193 reviews3 followers
March 14, 2013
A thoughtful book on an important subject, the practice of forgiveness as a moral virtue and a way of life. Dr. Enright is a psychologist and academic who has made a career out of teaching and studying the process of forgiveness, working with groups as diverse as children in Belfast, Ireland, incest victims, and patients with heart disease. In this book, he explores the viewpoint of the person who has been a target of unjust treatment. He considers the theoretical, historical and moral basis underlying the study of forgiveness from both a religious and secularly viewpoint (although I think he goes too far in stating that foregiveness has a relatively culture-free, universal, objective reality). He considers that forgiveness is bound up with the practice of "agape love," rather than other types of love, and with the universal human need to give and receive love. Dr. Enright has developed a rating scale measuring foregiveness, and pictures the forgiveness process as encompassing four steps: uncovering (the wounds that need to be forgiven); decision (deciding to do no harm to the transgressor); work; and discovery(discovering the new possibilities of life after forgiveness). He points out the need for balance in exercise of the virtues; for example, one need not accept continuing abuse nor reconcile oneself to a dangerous person who rejects the "three R's" of remorse, repentance, and recompense. Also, the nature of foregiveness may differ according to social roles (forgiving a spouse, for example, is vastly different than forgiving a co-worker). He emphasizes the importance of three aspects of the will (free will, good will, and strong will); lacking any of these, true foregiveness may be lacking.

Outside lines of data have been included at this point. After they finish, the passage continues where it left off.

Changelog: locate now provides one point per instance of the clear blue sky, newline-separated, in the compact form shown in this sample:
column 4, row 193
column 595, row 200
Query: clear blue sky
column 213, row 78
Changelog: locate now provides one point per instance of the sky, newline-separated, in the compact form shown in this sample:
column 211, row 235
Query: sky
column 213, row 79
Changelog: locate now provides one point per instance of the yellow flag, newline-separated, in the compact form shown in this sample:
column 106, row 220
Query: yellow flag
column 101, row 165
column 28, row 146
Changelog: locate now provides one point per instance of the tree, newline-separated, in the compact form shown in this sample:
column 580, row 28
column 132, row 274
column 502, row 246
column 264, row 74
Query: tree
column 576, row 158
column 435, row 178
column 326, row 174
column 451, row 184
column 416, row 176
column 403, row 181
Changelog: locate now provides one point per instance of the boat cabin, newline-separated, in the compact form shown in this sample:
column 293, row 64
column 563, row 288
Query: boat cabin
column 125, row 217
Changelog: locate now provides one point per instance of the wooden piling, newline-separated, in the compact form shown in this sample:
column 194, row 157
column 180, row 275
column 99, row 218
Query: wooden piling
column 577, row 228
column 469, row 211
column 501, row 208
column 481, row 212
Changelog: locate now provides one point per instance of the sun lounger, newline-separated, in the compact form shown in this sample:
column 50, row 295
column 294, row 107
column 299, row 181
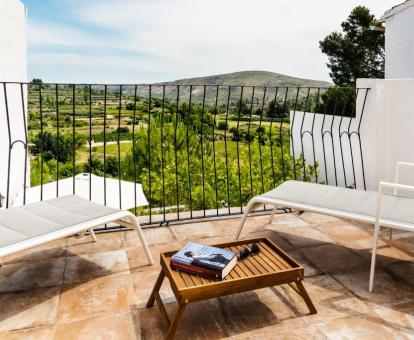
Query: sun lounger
column 378, row 208
column 34, row 224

Much of the book takes the form of an extended dialogue between a composite picture of a novice in forgiveness speaking with an older, wiser woman (probably representing the author). The book belongs to the self-help genre and its tone is a little paternalistic; people who dislike self-help books may not like this one. However, I recommend it, especially its recommendation to teach children the benefits of forgiveness for the greater good of society.